すでに行われている大企業の取り組みについて、具体例をお話ししましょう。

1つはGoogleです。ネットワーク調査で、いわゆる犯罪組織としてのギャングがインターネットを活用して拡大していると知ったGoogleは、ギャングをインターネット上でトラッキングして組織から脱退した人を探し、勧誘したんです。そして元ギャング構成員からなるユニットを形成し、彼らのリサーチ能力を利用して、脱退を考えている人に「脱退は可能だ」と呼びかける啓蒙活動を行っています。これはGoogleのイノベーションの成果である「リサーチ能力」を活用した例ですね。
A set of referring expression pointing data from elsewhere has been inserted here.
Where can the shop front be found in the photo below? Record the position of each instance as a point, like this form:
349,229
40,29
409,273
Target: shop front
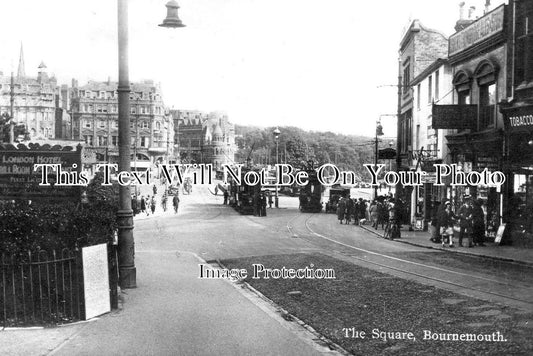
518,120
「スケーリングとモビライジング」を活かした例では、ユニリーバが挙げられるでしょう。同社のCEOであるポール・ポールマン氏は地球温暖化への関心が高く、2020年までに製品のライフサイクル全体に渡って温室効果ガスの負荷を半減させると決定しました。年間削減ターゲット量を設定し、マネジャーに通達。そのターゲットはマネジャーのパフォーマンス・マネジメントの一部として取り入れられるよう設定しました。また、職場環境のデジタル化を進めて、社員の移動も減らしたりと、グローバル全体で排出量削減に取り組んでいます。

別の例として挙げたいのは、アジアにも多くの支店を持つスタンダードチャータード銀行です。支店ネットワークを利用して、アフリカで大きな問題となっている失明の予防に取り組みました。支店の社員の協力によって280万人の視力回復に貢献しています。

こうした大規模かつ組織力の必要なチャレンジは、大企業だからこそ可能な事例と言えるでしょう。多くの場合、企業は互いに競合すると見られがちですが、不安定で予測不可能な世界において、レジリエンスを構築するのであれば、他の企業や団体と協力することも必要です。CEOや経営幹部の強力なリーダーシップが鍵となります。

大企業の重要性は将来的にも変わりませんし、引き続き重要な役割を果たし続けると思います。大企業には取り組まなくてはならない課題があり、重要な立場にあると自覚してほしい。その願いを込めて、『The Key』の第1章のタイトルは「大企業へのラブレター」としています(笑)。

WEB限定コンテンツ
(2014.2.5 英国・ロンドン サマセット・ハウスにて取材)

*** 『The Key』
日本では2014年秋頃にプレジデント社より刊行予定。

リンダ・グラットン(Lynda Gratton)

ロンドンビジネススクール教授。経営組織論の世界的権威で、英タイムズ紙の選ぶ「世界のトップビジネス思想家15人」のひとり。英ファイナンシャルタイムズ紙では「今後10年で未来に最もインパクトを与えるビジネス理論家」と称され、英エコノミスト誌の「仕事の未来を予測する識者トップ200人」にも名を連ねる。組織におけるイノベーションを促進するホットスポットムーブメントの創始者。『HotSpots』『Glow』『Living Strategy』など7冊の著作は、計20カ国語以上に翻訳されている。